• Home »
  • »
  • GPU Linux Shell Temp: Get Nvidia GPU Temperatures Via Linux CLI

GPU Linux Shell Temp: Get Nvidia GPU Temperatures Via Linux CLI

So as every one knows we just rebuilt our massive cracking server.  On the old server I was doing temperature monitoring with LM_Sensors, which for CPU temps is very good but I was not to sure about its accuracy on GPU Temperatures. So I decided to do some investigation into another solution.

If you are running a X-server then you can simply open up the GUI application for nvidia-settings and get your temps that way. Our server on the other hand does not run X and is simply a pure  CLI environment.  Monitoring GPU temps has never been of paramount importance in Linux since the primary reason for doing so was for gamers and as we all know, most games suck on linux, so the GPU temp applications are primarily windows based.

Now that the world of GPU based tools on Linux is becoming more popular it has become increasingly important to monitor our GPU temps. So back to my dilemma. I knew that nvidia-settings could be used from CLI however it still required a X-server which I did not want to install on the server.

I could have almost kicked myself when I actually found the solution. It turns out there is another utility which is installed with the drivers called nvidia-smi. This stands for “System Management Interface”.

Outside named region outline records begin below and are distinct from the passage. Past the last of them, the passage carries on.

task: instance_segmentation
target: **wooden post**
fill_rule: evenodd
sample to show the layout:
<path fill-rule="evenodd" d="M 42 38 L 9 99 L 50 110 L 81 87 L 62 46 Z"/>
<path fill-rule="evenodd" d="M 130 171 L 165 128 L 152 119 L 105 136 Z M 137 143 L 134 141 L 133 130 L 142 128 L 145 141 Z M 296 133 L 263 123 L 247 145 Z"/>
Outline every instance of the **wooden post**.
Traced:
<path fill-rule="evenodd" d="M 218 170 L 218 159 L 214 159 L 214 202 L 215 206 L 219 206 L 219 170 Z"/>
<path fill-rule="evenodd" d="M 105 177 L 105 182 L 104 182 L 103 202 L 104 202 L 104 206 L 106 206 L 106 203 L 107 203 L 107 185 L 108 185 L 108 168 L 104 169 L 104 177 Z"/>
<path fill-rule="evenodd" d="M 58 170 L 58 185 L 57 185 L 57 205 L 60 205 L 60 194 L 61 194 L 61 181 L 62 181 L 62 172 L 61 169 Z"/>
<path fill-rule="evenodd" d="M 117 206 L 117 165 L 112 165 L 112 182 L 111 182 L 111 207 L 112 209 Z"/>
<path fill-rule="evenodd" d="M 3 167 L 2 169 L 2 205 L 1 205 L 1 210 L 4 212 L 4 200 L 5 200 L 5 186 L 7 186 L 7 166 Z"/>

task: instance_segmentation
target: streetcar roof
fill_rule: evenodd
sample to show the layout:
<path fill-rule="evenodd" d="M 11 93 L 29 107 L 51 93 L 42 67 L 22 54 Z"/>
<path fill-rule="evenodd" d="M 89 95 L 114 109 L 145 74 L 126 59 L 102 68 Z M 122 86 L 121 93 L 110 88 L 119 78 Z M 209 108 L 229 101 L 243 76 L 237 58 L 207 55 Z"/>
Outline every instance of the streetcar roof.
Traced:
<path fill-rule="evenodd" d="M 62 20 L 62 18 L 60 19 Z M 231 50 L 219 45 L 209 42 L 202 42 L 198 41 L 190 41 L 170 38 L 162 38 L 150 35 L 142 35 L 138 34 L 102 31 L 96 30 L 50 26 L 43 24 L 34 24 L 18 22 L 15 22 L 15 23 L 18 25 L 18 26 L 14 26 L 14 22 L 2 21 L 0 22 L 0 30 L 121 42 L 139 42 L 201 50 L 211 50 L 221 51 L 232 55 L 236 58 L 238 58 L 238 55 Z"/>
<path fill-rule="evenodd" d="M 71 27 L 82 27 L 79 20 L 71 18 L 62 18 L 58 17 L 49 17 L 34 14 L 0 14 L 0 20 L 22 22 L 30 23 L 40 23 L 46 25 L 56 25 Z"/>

Here is the output from the –help:


  1. [root@tools ~]# nvidia-smi --help
  2. nvidia-smi [OPTION1] [OPTION2 ARG] ...
  3. NVIDIA System Management Interface program for Tesla S870
  5.         -h, --help                                  Show usage and exit
  6.         -x, --xml-format                            Produce XML log (to stdout by default, unless
  7.                                                     a file is specified with -f or --filename=FILE
  8.         -l, --loop-continuously                     Probe continuously, clobbers old logfile if not printing to stdout
  9.         -t NUM, --toggle-led=NUM                    Toggle LED state for Unit <NUM>
  10.         -i SEC, --interval=SEC                      Probe once every <SEC> seconds if the -l option
  11.                                                     is selected (default and minimum: 1 second)
  12.         -f FILE, --filename=FILE                    Specify log file name
  13.         --gpu=GPUID --compute-mode-rules=RULESET    Set rules for compute programs
  14.                                                     where GPUID is the number of the GPU (starting at zero) in the system
  15.                                                     and RULESET is one of:
  16.                                                     0: Normal mode
  17.                                                     1: Compute-exclusive mode (only one compute program per GPU allowed)
  18.                                                     2: Compute-prohibited mode (no compute programs may run on this GPU)
  19.         -g GPUID -c RULESET                         (short form of the previous command)
  20.         --gpu=GPUID --show-compute-mode-rules
  21.         -g GPUID -s                                 (short form of the previous command)
  22.         -L, --list-gpus
  23.         -lsa, --list-standalone-gpus-also           Also list standalone GPUs in the system along with their temperatures.
  24.                                                     Can be used with the -l, --loop-continuously option
  25.         -lso, --list-standalone-gpus-only           Only list standalone GPUs in the system along with their temperatures.
  26.                                                     Can be used with the -l, --loop-continuously option

The help section shows all the available options but for now all I am concerned with is getting the temps on our cards. Since we have 4 295 GTX cards in a 4U rack case I am guessing they are pretty hot. I have been told that 100c is about the maximum temperature we want to run this card at so I am hoping I am close to this otherwise I will have to figure out some more cooling options.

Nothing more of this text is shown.